Growing up as the youngest of seven children and being able to have her mother home until she was 10 years old molded Susan Sanford’s perspective on the life her children should have growing up.
Sanford met her husband Mark at church. She soon discovered that he had also been raised with a stay-at-home parent and was coincidentally also the youngest of seven children. She knew that this was a man who would raise children with similar values.
“Part of me admires the folks who [both work while raising children], but it’s not the lifestyle we want,” said Sanford.
So after evaluating where each of their careers could take them, Sandford ended up continuing her full-time work while her husband took on the role as stay-at-home dad.
This arrangement was successful for seven years, but then, two years ago, Sanford made the biggest decision of her life: she quit her job as vice president of the Michigan Health Council and started a business of her own. She had not been satisfied with the flexibility the job allowed.
“Getting home at quarter to six every day was a drag,” said Sanford.
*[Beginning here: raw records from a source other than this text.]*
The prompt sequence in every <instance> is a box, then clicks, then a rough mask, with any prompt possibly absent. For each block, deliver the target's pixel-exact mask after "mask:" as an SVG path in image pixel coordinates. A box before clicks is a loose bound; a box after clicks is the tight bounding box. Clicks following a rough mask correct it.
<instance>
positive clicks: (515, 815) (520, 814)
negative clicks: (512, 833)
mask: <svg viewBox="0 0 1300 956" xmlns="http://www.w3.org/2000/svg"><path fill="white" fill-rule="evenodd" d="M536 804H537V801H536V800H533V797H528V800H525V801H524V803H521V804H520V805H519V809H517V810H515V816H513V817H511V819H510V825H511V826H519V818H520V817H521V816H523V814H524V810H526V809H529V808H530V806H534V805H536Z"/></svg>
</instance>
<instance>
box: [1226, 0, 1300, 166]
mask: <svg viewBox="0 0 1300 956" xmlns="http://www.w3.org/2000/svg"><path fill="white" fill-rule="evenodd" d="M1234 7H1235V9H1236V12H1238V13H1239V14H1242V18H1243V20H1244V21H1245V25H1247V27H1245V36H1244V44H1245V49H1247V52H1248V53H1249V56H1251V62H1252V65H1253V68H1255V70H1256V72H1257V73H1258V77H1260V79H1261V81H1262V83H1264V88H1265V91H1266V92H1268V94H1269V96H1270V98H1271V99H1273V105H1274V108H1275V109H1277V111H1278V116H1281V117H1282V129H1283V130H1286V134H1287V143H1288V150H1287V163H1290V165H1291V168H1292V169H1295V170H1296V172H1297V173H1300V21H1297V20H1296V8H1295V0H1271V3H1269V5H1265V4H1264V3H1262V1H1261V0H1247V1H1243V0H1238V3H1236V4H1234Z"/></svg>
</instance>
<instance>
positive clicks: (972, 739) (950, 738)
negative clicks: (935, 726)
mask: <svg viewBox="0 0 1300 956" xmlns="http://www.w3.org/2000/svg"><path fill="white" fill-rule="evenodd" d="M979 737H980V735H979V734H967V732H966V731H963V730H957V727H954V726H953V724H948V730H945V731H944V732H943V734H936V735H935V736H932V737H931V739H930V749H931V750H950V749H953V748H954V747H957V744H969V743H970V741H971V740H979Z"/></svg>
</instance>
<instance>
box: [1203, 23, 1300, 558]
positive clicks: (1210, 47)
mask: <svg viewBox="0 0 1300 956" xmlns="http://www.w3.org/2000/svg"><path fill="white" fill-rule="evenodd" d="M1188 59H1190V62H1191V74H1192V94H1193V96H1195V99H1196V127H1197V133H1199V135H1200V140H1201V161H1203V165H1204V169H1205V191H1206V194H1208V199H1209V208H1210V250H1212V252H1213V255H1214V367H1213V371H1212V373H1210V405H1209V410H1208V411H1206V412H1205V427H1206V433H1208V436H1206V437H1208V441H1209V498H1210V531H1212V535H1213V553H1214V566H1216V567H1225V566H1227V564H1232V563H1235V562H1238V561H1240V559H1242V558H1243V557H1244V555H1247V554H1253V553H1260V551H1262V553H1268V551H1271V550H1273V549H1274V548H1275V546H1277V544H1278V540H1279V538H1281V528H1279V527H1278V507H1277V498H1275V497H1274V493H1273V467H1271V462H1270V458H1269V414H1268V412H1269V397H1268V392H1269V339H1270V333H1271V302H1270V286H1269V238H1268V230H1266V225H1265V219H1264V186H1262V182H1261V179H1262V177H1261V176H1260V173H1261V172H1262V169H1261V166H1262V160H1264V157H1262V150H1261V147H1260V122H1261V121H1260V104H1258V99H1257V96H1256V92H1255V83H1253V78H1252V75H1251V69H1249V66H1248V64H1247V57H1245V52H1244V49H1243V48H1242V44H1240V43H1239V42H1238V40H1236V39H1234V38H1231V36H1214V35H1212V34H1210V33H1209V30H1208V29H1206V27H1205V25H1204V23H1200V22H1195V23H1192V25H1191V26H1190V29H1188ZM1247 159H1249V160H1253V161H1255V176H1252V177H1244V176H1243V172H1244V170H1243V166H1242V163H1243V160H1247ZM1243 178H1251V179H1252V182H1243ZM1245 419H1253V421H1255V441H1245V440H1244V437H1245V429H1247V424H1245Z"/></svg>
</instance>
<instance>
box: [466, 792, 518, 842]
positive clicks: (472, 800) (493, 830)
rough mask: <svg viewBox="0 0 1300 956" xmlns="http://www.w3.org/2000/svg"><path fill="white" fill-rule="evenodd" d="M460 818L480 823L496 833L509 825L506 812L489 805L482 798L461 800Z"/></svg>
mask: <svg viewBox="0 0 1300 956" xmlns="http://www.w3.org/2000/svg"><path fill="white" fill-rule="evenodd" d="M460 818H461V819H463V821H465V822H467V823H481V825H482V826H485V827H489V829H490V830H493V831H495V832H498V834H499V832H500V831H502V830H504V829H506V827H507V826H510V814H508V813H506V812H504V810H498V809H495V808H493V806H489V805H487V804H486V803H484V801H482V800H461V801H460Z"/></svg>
With her new business, Sanford Consulting, Sanford works out of her home in Delta Township. She spends most of her time on the phone evaluating physician’s needs and seeing what staff would fulfill those needs.
“I never would have imagined doing this. I’m a risk averter,” said Sanford of starting her own business. “In hindsight, I don’t know what was holding me back.”
The decision was made so Sanford could spend more time with her family and be more active as a wife and mother to her two children, Max and Mikayla. She loves being present more often, and the flexibility working at home allows her. It also allowed her husband to work part-time at the Michigan Athletic Club.
“The kids love it, they’re spoiled in the sense that we’re both around a lot,” said Sanford.
Sanford said she has always wanted a simple life, something her family instilled in her while she grew up on a farm in North Branch, MI.
In her spare time, Sanford enjoys camping and playing games with her family, reading and doing community service. She has been on the board for the Haven House for four years.
“If I had more time, then the one thing I would do is volunteer more.”